Haunting Evidence is an American documentary television series created by Departure Films and executive produced by Max Weisman and Robyn Hutt. The program follows the travels of a psychic profiler, a spirit medium, and a paranormal investigator. The trio travels the United States investigating "cold case" homicide and missing persons cases. The premise of the series was that this "team of unconventional investigators" could shed new light on unsolved crimes.

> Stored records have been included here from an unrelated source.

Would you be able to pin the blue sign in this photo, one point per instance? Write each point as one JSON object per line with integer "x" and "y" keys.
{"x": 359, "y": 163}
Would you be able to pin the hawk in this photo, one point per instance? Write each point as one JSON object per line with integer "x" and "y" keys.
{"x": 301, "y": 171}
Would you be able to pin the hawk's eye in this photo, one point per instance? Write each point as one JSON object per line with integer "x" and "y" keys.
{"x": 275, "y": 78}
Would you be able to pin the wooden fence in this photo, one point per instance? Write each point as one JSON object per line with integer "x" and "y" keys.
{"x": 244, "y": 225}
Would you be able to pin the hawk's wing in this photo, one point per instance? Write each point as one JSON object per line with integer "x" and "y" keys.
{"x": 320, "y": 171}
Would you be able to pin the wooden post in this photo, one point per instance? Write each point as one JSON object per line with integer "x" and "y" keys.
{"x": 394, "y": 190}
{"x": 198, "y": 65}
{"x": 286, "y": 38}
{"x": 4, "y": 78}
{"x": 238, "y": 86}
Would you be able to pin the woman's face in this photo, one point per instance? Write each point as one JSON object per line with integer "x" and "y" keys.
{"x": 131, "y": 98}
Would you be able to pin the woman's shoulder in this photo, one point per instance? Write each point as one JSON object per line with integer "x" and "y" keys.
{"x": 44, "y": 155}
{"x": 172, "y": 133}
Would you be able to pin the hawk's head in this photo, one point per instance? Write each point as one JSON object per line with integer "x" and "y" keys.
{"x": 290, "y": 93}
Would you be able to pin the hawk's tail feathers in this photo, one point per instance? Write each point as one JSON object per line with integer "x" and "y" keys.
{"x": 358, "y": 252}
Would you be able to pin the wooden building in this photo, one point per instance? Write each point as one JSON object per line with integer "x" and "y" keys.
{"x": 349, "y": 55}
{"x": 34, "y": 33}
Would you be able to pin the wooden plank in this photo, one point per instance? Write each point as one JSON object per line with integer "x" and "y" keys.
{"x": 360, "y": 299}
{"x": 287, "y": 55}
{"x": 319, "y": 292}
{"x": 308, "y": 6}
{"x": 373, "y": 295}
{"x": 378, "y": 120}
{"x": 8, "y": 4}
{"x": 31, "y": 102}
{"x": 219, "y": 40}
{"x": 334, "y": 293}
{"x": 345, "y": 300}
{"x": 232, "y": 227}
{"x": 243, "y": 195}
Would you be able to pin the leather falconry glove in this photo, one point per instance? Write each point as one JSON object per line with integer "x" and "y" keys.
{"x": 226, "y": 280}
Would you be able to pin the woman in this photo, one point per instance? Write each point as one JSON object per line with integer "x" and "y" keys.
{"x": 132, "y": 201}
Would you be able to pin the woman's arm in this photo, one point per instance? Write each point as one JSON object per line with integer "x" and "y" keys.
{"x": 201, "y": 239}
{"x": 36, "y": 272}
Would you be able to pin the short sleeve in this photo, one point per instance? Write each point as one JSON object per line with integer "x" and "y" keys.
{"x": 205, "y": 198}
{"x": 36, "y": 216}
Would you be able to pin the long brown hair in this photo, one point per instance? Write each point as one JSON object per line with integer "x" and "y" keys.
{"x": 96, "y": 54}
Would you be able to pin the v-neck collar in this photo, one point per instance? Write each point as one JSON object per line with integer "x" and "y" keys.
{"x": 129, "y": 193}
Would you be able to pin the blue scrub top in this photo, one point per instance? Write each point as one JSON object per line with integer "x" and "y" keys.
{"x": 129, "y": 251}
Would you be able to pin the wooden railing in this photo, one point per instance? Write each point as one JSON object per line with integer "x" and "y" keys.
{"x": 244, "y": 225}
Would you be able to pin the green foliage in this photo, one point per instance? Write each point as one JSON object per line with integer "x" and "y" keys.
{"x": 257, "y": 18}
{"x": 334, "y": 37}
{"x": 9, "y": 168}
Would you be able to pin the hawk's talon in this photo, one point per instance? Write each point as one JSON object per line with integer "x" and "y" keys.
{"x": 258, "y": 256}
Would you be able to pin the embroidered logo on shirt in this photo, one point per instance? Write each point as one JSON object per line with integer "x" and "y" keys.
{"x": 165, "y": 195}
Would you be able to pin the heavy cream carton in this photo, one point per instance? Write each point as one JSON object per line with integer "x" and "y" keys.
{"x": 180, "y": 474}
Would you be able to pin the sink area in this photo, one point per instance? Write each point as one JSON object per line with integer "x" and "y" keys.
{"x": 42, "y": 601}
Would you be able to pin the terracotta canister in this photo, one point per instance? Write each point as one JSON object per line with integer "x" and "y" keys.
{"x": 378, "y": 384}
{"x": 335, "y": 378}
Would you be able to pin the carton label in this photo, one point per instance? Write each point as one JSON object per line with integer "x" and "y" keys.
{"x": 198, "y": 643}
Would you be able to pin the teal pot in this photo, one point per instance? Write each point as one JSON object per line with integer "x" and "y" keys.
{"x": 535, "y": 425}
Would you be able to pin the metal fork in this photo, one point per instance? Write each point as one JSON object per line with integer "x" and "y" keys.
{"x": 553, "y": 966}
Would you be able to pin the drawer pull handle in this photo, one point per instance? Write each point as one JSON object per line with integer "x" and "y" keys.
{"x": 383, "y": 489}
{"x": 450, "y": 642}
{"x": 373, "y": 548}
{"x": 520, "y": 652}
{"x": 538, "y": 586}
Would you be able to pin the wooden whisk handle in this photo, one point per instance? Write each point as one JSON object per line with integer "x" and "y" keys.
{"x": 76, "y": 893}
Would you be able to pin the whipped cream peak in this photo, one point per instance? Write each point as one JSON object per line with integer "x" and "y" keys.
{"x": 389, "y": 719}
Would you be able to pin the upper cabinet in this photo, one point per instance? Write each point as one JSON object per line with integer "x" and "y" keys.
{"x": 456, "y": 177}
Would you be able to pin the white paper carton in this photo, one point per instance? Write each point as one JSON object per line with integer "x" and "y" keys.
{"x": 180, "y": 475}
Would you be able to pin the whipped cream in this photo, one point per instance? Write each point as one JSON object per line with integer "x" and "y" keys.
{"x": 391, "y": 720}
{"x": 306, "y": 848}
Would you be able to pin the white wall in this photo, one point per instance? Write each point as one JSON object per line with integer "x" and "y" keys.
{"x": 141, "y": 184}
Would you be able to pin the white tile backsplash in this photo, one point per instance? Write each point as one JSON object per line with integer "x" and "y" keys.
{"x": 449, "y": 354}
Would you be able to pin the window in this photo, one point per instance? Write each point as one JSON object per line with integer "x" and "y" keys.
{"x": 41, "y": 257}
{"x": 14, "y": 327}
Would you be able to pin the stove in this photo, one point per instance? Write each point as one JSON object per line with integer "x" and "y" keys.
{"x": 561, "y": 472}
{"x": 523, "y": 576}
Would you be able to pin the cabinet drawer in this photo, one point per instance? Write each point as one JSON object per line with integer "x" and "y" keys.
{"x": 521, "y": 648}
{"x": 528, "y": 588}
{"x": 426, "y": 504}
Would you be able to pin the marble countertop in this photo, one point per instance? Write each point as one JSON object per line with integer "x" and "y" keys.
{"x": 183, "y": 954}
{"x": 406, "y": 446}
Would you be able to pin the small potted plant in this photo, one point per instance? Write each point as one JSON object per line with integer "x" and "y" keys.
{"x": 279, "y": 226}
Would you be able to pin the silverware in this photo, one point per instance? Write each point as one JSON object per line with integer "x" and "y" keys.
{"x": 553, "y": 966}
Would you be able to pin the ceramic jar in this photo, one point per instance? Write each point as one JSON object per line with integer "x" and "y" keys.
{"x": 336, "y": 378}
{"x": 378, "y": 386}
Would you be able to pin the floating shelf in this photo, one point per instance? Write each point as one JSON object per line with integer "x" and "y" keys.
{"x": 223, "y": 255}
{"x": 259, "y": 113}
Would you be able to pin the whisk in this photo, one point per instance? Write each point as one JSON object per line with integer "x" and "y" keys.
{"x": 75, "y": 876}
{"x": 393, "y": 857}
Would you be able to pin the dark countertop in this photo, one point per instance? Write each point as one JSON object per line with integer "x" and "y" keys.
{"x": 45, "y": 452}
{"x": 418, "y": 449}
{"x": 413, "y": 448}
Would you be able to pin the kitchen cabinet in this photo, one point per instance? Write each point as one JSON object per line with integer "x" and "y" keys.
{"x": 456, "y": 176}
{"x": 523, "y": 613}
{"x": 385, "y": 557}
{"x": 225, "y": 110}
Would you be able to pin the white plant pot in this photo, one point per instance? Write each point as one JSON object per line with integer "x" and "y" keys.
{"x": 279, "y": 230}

The series began production in October 2005 and premiered on Court TV (now truTV) December 21, 2005 with a run of 9 episodes in Season 1. Season 2 premiered on June 20, 2007. There were four hour-long special episodes comprising Season 3. The series ended production after a total of 27 episodes, and is currently still broadcast in worldwide syndication as of 2019. The psychic-crime paranormal reality series features psychic profiler Carla Baron, medium John J. Oliver, and paranormal investigator Patrick Burns.

== Episodes ==
===Season 1===

| No. | Title | Subject | Original release date |
|---|---|---|---|
| 1 | "Mystery on the Appalachian Trail" | Julianne Williams & Laura Winans | December 21, 2005 |
| 2 | "Mystery in the Ashes" | Tara Baker | December 21, 2005 |
| 3 | "Forgotten Fiancée" | Amanda Tusing | June 14, 2006 |
| 4 | "The Missing D.A." | Ray Gricar | June 21, 2006 |
| 5 | "Hidden Truth" | Timothy Stone | July 5, 2006 |
| 6 | "Missing Teacher" | Tara Grinstead | July 19, 2006 |
| 7 | "Mystery in the Desert" | Katie Sepich | July 26, 2006 |
| 8 | "Abduction at Comins Pond" | Molly Bish | August 2, 2006 |
| 9 | "Lady of the Dunes" | Lady of the Dunes | August 9, 2006 |

===Season 2===

| No. | Title | Subject | Original release date |
|---|---|---|---|
| 1 | "Missing in Paradise: Natalee Holloway Parts 1 + 2" | Natalee Holloway | June 20, 2007 |
| 2 | "Women of Calder Field" | Texas Killing Fields (location) | June 27, 2007 |
| 3 | "Long Journey Home" | Russell Turcotte | July 4, 2007 |
| 4 | "Buried Secrets" | James Lacouture | July 11, 2007 |
| 5 | "Dupont Circle Mystery" | Joyce Chiang & Chandra Levy | July 18, 2007 |
| 6 | "The Ruins at Land's End" | Kristen Modafferi | July 25, 2007 |
| 7 | "Five Hundred Miles Away" | Judith Smith | August 1, 2007 |
| 8 | "Deep in the Desert" | Diana Shawcroft & Jennifer Lueth | August 8, 2007 |
| 9 | "Wiregrass Murders" | J.B. Beasley & Tracie Hawlett | August 15, 2007 |
| 10 | "North Carolina Burning" | Vernon Shipman, Charles Glass & Louise Shumate | August 22, 2007 |
| 11 | "Haunted in Villisca" | Villisca axe murders | August 29, 2007 |
| 12 | "Deadly Detour" | Eric Keller | September 5, 2007 |
| 13 | "Missing in Ohio" | Tony Luzio | September 12, 2007 |
| 14 | "Mystery in the Countryside" | Les Johnson | September 19, 2007 |

===Season 3===

| No. | Title | Subject | Original release date |
|---|---|---|---|
| 1 | "The JonBenet Mystery" | Jon-Benet Ramsey | October 4, 2008 |
| 2 | "Madeleine McCann" | Madeleine McCann | October 11, 2008 |
| 3 | "Zodiac Killer" | Zodiac Killer | October 18, 2008 |
| 4 | "George Allen Smith" | George Allen Smith | October 25, 2008 |

== Results ==
None of the cases investigated by the show were solved because of the show. Several cases were later closed by police work:

- Episode 107, "Mystery in the Desert", Season 1: the perpetrator of the crime, Gabriel Avila, was linked to Katie Sepich via DNA evidence, in December 2006.
- Episode 213, "Missing in Ohio", Season 2: Tony Luzio's body was found submerged in a pond in October 2014.
- Episode 106, "Missing Teacher", Season 1: Ryan Duke and Bo Dukes were charged with the murder of Tara Grinstead in 2017.
- Episode 209, "Wiregrass Murders", Season 2: Coley McCraney was charged in April 2019 with the murder of the two girls using DNA and genetic genealogy.
- Episode 109, "Lady of the Dunes", Season 1: the victim was identified as Ruth Marie Terry in 2022. Her husband was identified as the killer in 2023.
- Episode 102 "Mystery in the Ashes", Season 1: Eric Faust was arrested for the murder of Tara Baker in May 2024.